Python 3.4 introduced the asyncio library, and Python 3.5 produced the async and await keywords to use it palatably. These new additions allow so-called asynchronousprogramming.
All of these new features, which I’ll refer to under the single name Asyncio, have been received by the Python community somewhat warily; a segment of the community seems to see them as complex and difficult to understand. This view is not limited to beginners: several high-profile contributors to the Python community have expressed doubts about the complexity of the Asyncio API in Python, and educators in the community have expressed concern about how best to teach Asyncio to students.
Most people with a few years’ experience with Python have used threads before, and even if you haven’t, you are still likely to have experienced blocking. For example, if you’ve written programs using the wonderful requests library, you will surely have noticed that your program pauses for a bit while it does requests.get(url); this is blocking behavior.

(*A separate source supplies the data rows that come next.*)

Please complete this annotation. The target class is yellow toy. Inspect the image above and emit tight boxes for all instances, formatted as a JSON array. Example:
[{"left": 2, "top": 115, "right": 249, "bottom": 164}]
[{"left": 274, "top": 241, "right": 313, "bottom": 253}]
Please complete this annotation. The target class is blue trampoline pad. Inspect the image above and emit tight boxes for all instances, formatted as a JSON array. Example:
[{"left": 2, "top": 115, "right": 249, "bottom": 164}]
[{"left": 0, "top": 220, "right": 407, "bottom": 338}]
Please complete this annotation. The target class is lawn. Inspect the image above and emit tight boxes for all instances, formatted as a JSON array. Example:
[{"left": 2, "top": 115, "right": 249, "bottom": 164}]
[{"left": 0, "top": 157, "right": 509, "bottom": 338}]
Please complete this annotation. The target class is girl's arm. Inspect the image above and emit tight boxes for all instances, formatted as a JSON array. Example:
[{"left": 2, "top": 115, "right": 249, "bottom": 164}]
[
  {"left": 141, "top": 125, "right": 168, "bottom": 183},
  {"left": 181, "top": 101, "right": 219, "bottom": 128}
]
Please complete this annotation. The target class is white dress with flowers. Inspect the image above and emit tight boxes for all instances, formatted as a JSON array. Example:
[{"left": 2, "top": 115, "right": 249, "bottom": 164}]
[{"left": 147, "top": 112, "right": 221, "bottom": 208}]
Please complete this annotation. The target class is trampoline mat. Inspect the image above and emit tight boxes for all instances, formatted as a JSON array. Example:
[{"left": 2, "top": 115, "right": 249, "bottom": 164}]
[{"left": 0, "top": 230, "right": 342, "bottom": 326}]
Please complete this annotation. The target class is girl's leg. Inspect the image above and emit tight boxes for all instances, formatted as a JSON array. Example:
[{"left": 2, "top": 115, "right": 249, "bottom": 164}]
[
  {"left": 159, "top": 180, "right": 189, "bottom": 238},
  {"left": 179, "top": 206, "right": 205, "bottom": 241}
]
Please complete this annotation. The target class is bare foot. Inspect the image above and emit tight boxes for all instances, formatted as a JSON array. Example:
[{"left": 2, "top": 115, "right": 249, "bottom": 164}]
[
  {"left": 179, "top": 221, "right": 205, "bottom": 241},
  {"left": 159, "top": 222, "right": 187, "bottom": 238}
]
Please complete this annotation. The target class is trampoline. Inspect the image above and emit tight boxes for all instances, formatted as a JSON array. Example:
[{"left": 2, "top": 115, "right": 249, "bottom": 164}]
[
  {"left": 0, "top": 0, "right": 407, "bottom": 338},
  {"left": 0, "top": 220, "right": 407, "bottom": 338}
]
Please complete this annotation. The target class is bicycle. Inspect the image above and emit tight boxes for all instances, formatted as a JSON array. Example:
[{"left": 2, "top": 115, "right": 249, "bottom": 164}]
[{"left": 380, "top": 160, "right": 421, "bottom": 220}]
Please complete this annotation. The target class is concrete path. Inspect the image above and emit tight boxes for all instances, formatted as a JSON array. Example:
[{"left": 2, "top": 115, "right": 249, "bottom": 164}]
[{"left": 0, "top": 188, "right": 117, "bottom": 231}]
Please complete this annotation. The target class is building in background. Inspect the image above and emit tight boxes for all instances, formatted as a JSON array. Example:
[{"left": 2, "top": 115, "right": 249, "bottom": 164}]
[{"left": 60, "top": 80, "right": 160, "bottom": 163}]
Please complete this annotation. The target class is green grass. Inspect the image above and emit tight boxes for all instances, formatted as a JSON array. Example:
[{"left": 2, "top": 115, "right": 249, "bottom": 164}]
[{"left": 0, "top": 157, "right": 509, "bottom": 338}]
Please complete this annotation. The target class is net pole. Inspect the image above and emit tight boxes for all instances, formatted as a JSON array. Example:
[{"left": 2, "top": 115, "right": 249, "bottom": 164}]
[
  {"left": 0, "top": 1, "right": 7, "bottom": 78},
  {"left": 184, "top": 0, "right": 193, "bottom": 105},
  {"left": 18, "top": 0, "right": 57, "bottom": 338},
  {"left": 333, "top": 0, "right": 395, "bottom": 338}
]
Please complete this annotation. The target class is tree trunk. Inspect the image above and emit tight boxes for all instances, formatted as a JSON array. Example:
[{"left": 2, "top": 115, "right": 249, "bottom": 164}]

For one-off tasks, this is fine; but if you want to fetch ten thousand URLs simultaneously, it’s going to be difficult to use requests. Large-scale concurrency is one big reason to learn and use Asyncio, but the other big attraction of Asyncio over preemptive threading is safety: it will be much easier for you to avoid race condition bugs with Asyncio.
My goal with this book is to give you a basic understanding of why these new features have been introduced and how to use them in your own projects. More specifically, I aim to provide the following:
A critical comparison of asyncio and threading for concurrent network programming
An understanding of the new async/await language syntax
A general overview of the new asyncio standard library features in Python
Detailed, extended case studies with code, showing how to use a few of the more popular Asyncio-compatible third-party libraries
We’ll begin with a story that illustrates the shift in thinking that must accompany a transition from threaded to async programming. Then, we’ll take a look at the changes that were made in the Python language itself to accommodate async programming. Finally, we’ll explore some of the ways in which these new features can be used most effectively.
The new Asyncio features are not going to radically change the way you write programs. They provide specific tools that make sense only for specific situations; but in the right situations, asyncio is exceptionally useful. In this book, we’re going to explore those situations and how you can best approach them by using the new Asyncio features.